Bar a distressed grey backdrop and three wooden crates sitting on the gritty floor there was very little else in Jasmine Swan’s decidedly sparse set. But this is a great example of when less is more, because aside from being visually dramatic, and perhaps indicative of the domestic landscape in which our protagonists live, any more may have risked detracting from their captivating, larger-than-life performances. 

Image by Lidia Crisafull

As the lights come up, we are immediately made complicit in a murder, as a weary mother (Maria Gale), who is also a victim of longstanding domestic abuse, stands over the body of her husband. With her two daughters Ida (Elizabeth Dulau and Ada (Alexandra Jensen) at either side, they all stare at the empty space where the corpse is supposed to lie, frantically disputing what is to be done next.  

One of the play’s most defining features is the dialogue, which is almost lyrical in style. The three women deliver short, staccato lines, often interjecting to finish each other’s, which has the double effect of building tension whilst adding an element of dark humour. Instead of feeling sensationalist, their morbid fascination and fixation on the gruesome details of the incident (such as the gaping wound in the deceased’s neck), feels more like a nod to their humanness.  

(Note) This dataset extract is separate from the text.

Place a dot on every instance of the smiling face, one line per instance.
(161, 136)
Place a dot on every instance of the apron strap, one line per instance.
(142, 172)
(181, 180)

But from the dialogue to the stage direction, everything that unfolds from thereon after does so with timing so airtight that a synergy is formed between this dynamic trio. As the only cast members, they take it in turns to seamlessly morph into other characters, to depict vignettes, fraught with tension and humour, of unwanted visitation from prying members of the community. And it’s the unexpected turns of events in these visits that change the course of the narrative entirely. 

But despite offering an uplifting alternative to what feels like a sealed fate, it is far from a neat resolution. This reclaimed story of domestic abuse urges by-standing communities to take the opportunity for redemption, by offering their support before the situation escalates irreparably.  Southwark Playhouse Borough until June 22nd. Admission: £22, £18.